Two weeks earlier he had turned eighteen, and decided to forgo the pursuit of higher education in favor of volunteering for the Errynt Clan Rangers, the paramilitary group responsible for providing the Tyrren Army's frontier patrol, light infantry, and scouts. He had chosen not to attend a university because academics bored Michael. Mostly it was too easy, and what wasn't easy was uninteresting. His district's senator, looking to improve the representation of Arri in the officer corps, had helped more than a little. He was handing out Tyrren Military Academy recommendations to pretty much anyone who applied, though of course the TMA still reserved the right to reject any applicant who did not meet their rather high standards, though they had proven surprisingly low, and Michael had not had much of a problem meeting them. He had opted for the Rangers after qualifying because the line infantry was of questionable quality, which made qualifying for the Rangers rather important. He had no intention of ending up in the Army as an officer, even less so as an enlisted man.

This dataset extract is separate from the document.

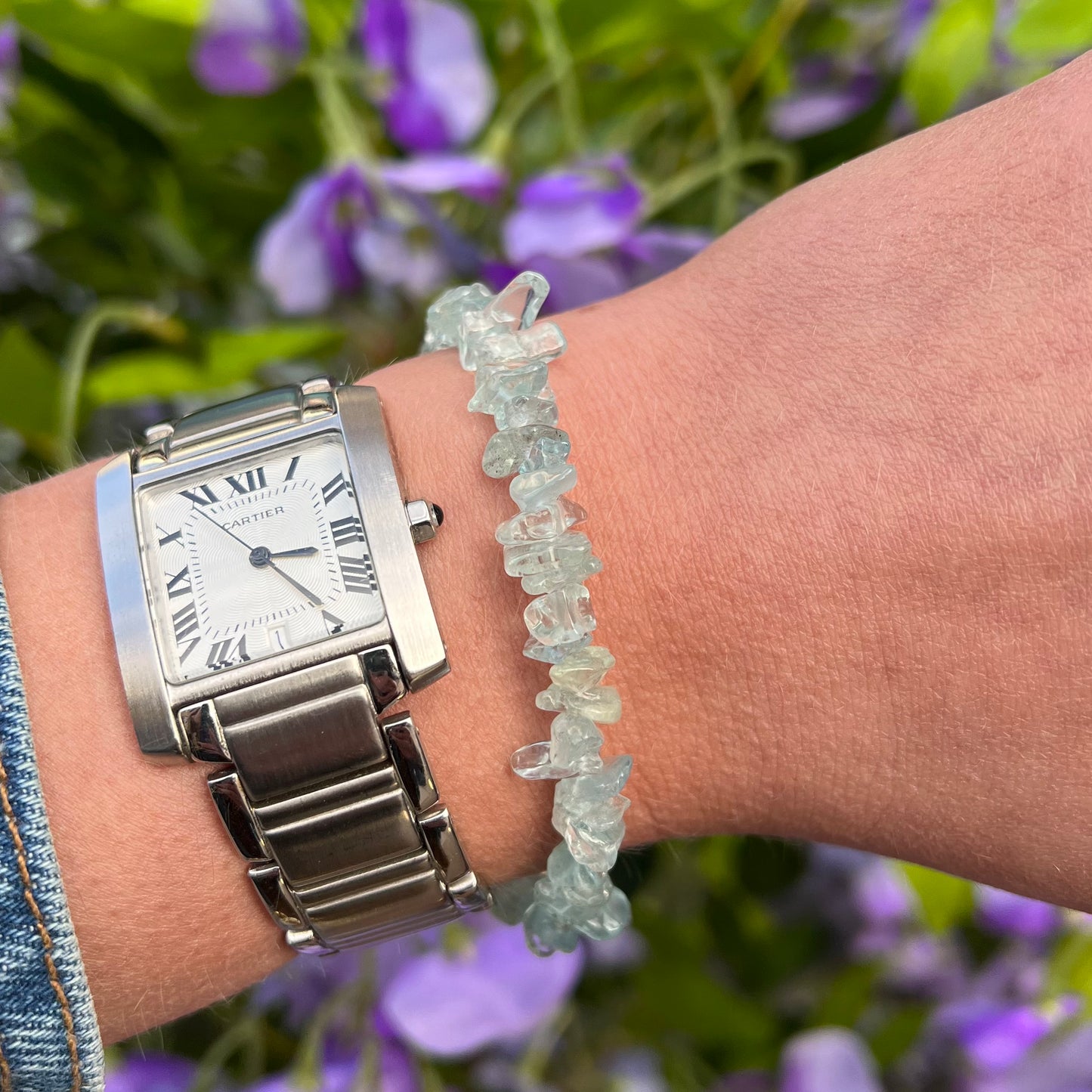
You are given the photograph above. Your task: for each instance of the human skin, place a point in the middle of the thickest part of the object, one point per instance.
(840, 473)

"Hey, meatballs, pick up the pace or else we're going to run you over!" an airman called from behind them. Michael twisted his neck around to see a large flatbed cargo crawler sitting in the cargo hold. "You guys aren't the only shit we've got to unload, and definitely not the most important." The cluster of recruits accelerated their descent, and Michael noticed that quite a few of the recruits seemed to have taken the airman's threat seriously.

They stepped onto the tarmac and were immediately herded into a half dozen cramped buses by several severe looking men in black combat uniforms. Michael found him self on a bus with few people of note. He noticed a man he had seen earlier on the airship: a member of the Steam workers Union, as his clothes proudly announced. He had at least a foot on Michael, and was as muscular as might be expected of someone who worked with heavy machinery constantly. With his bronze skin and black hair typical of ethnic Tyrrens he could have been the icon of any Tyrren supremacist group. Knowing the Steam workers Union he might be.

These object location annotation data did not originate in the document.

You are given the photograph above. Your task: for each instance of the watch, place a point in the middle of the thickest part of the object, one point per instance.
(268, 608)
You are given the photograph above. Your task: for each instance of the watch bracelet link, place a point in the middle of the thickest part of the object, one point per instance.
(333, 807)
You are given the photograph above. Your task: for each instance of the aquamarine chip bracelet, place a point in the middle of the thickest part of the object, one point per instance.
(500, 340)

He gave Michael a look that fell somewhere between incredulous and disgusted. He leaned forward and looked down toward the Ranger sitting at the front of the bus, near the exit.

"Hey, when's this going to get started?"

Michael gave them man a disdainful glance. The Ranger leaned forward.

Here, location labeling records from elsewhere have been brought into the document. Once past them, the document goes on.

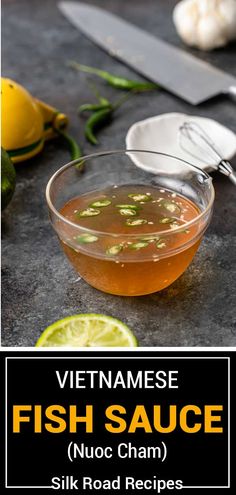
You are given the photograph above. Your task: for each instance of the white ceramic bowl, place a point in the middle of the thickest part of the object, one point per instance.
(161, 133)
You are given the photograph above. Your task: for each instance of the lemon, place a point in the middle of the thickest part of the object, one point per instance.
(87, 330)
(8, 179)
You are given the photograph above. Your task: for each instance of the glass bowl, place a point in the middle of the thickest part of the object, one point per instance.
(126, 230)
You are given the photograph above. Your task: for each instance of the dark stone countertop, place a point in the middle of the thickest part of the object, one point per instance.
(39, 286)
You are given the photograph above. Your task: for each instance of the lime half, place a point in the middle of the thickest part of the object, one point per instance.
(87, 330)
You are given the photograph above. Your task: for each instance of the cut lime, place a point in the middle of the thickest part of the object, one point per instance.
(87, 330)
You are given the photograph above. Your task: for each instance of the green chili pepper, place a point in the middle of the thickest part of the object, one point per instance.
(115, 81)
(97, 119)
(93, 107)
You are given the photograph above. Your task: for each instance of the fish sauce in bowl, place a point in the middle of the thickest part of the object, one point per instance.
(133, 238)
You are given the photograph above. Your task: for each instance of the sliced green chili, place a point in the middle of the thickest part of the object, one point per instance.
(130, 207)
(127, 212)
(167, 220)
(86, 238)
(100, 203)
(113, 250)
(89, 212)
(171, 206)
(138, 245)
(150, 239)
(140, 197)
(160, 244)
(136, 222)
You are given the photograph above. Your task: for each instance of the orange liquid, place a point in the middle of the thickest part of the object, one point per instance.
(126, 264)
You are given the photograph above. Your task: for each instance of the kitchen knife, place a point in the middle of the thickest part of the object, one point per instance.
(176, 70)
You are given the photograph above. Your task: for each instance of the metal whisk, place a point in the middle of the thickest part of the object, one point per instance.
(193, 137)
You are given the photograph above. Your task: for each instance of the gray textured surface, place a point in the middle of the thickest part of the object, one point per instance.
(39, 286)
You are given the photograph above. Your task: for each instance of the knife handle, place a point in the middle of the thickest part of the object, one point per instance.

"What's your name, steampunk?" he asked, using the derogatory nickname for steam workers.

"What did you just say?" the steam worker growled.

"I asked for your name, Kasa," the Ranger replied. "You have got a name, right?"

"Zack Iessan," he hissed. "Never ca-" He was cut off as the Ranger kept talking.

"We've got a term for people like you. Low Card. Waste of space that you're stuck with for a round until you can drop it for something better." He made a cutting motion with his hand. "And keep your mouth shut. I don't want to listen to some recruit whining now- I'm going to get enough of that later."

Iessan remained mercifully quiet for the remainder of the trip, and none of the other recruits dared to speak either for fear of incurring the Ranger's wrath. A short time later the bus rolled to a halt.

"On your feet and out the door, meatballs!" the Ranger yelled. "Move it! We haven't got all day!" He moved forward towards the exit, forcing the recruits off the bus. They spilled onto another paved surface, this one a road encircling a large open field and lined with simple wooden buildings. In the distance, a few taller building stood above the rest of the base, and a tall hill loomed above everything.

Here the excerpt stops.